- Presentation of the Guide: Raj Bhari, Peaceful Change Initiative - co-author of the guide
- Reactions from UNDP and UNHCR
- Moderation: Christine Hofmann, Skills and Employability Specialist, ILO, Skills for Social Inclusion
- Panelists: Catherine Musuku, Kenya Technical Trainers College (KTTC); Jehan Morgan, TVET trainer, Jordan; Jean Byamugisha, Uganda Hotel Owners Association; Ernest Nadome, Central Organisation of the Trade Unions, Kenya; Lam Cosmas, Peace facilitator, Uganda
- Closing statements: Mito Tsukamoto, Chief, ILO Development and Investment Branch; Srinivas Reddy, Chief, ILO, Skills and Employability Branch
More than a century ago, in 1919, the ILO was born from the ashes of war with a vision that workers, employers, and governments together could build a world of universal peace, based on social justice. In 2017, the ILO International Labour Conference adopted Recommendation No. 205 (R205) on Employment and Decent Work for Peace and Resilience, a unique normative framework for the world of work in conflict and disaster settings. It promotes the adaptation of curricula and the training of teachers and instructors to promote “peaceful coexistence and reconciliation for peacebuilding and resilience” (para 19).
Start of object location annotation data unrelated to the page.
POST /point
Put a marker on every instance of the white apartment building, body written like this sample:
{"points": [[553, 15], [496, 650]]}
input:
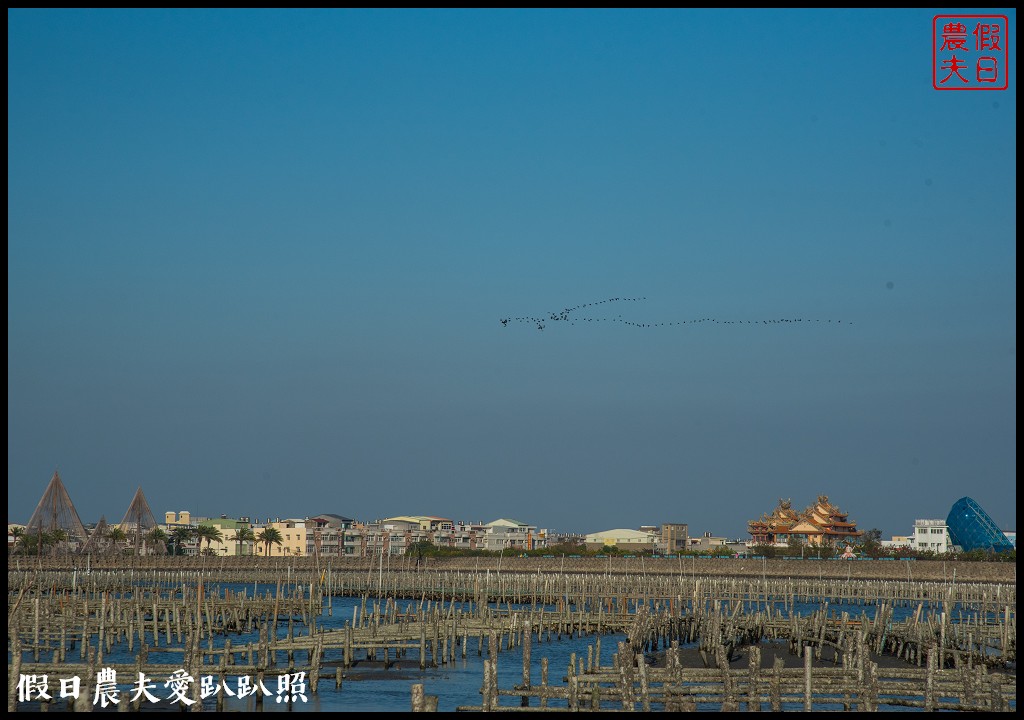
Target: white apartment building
{"points": [[931, 535]]}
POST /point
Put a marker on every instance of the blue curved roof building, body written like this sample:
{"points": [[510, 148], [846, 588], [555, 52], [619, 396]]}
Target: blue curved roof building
{"points": [[972, 528]]}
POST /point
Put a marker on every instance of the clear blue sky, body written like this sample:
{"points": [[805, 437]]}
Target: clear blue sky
{"points": [[257, 262]]}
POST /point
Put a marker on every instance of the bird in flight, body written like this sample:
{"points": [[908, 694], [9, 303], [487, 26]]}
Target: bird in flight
{"points": [[564, 315]]}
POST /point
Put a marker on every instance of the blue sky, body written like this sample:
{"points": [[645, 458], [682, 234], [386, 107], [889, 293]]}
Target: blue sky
{"points": [[257, 262]]}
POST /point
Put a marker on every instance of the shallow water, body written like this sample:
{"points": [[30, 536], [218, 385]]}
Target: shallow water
{"points": [[369, 687]]}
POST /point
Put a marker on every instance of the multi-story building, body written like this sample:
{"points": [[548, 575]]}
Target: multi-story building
{"points": [[932, 536], [504, 534]]}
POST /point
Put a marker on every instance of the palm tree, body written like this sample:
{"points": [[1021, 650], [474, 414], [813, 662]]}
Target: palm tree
{"points": [[155, 537], [209, 534], [244, 535], [58, 538], [269, 536], [16, 534]]}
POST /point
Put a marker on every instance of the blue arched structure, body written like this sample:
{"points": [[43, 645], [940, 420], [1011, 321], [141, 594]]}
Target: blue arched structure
{"points": [[972, 528]]}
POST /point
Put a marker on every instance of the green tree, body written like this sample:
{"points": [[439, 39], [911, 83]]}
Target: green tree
{"points": [[180, 537], [870, 543], [16, 534], [268, 537]]}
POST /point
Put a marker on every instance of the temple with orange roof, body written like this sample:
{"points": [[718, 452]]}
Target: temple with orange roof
{"points": [[821, 523]]}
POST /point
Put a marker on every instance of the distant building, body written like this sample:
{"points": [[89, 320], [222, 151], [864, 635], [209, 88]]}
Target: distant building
{"points": [[625, 540], [673, 538], [504, 534], [820, 523], [898, 541], [931, 536], [972, 528]]}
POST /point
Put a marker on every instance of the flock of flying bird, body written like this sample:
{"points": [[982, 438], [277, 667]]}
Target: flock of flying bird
{"points": [[565, 315]]}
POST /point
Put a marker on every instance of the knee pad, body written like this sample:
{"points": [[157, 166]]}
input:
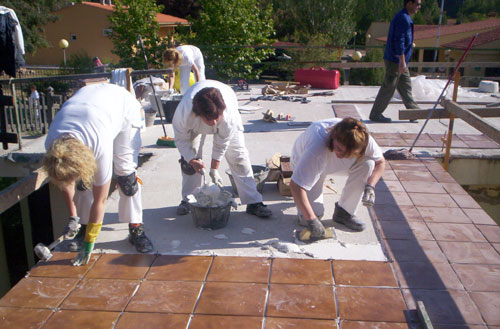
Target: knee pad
{"points": [[128, 184]]}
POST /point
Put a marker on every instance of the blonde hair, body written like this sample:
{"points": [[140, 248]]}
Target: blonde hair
{"points": [[68, 160], [352, 134], [172, 56]]}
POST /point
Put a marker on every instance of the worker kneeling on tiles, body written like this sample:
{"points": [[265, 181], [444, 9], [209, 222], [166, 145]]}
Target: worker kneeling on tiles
{"points": [[95, 130], [211, 107], [334, 146]]}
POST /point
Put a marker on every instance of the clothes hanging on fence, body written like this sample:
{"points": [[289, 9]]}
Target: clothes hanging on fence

Based on the R205, the ILO Jobs for Peace and Resilience (JPR) flagship programme combines employment-intensive investments, technical, vocational, and entrepreneurial skills training, and employment services to respond to the needs of the most vulnerable, including the unemployed, underemployed, and low-skilled, with a particular focus on youth and women.
In fragile and post-conflict situations, access to decent employment and vocational training can be considered secondary to the policy discussions on social cohesion and peaceful coexistence. Training in fragile contexts is often short-term and narrowly focused on assisting vulnerable populations to acquire capacities for enhancing employability and accessing incomes. Limited attention is given to the training environment potential as a space to promote the positive values of peace and respect through strengthening inter-group contact and addressing underlying grievances. There is a growing evidence base of training strategies that have the potential to contribute to peaceful coexistence in fragile settings. Technical Vocational Education and Training (TVET) can therefore act as a peace and resilience hub.
the ILO’s Skills and Employability Branch together with the Coordination Unit for Peace and Resilience (CSPR) and under the Partnership for improving prospects for host communities and forcibly displaced persons (PROSPECTS), developed and piloted a new guide to foster the peace responsive role TVET plays in fragile settings. The guide is aimed at TVET practitioners to strengthen their role as active promoters of social cohesion and peaceful co-existence through inclusive learning methodologies and the training of relevant core skills. The guide provides practical guidance to trainers and managers of training centres on how to adapt training delivery to mixed groups, embeds conflict resolution skills, cooperation, and other relevant core skills into training curricula, and create conflict-sensitive, inclusive, and diverse learning environments for all.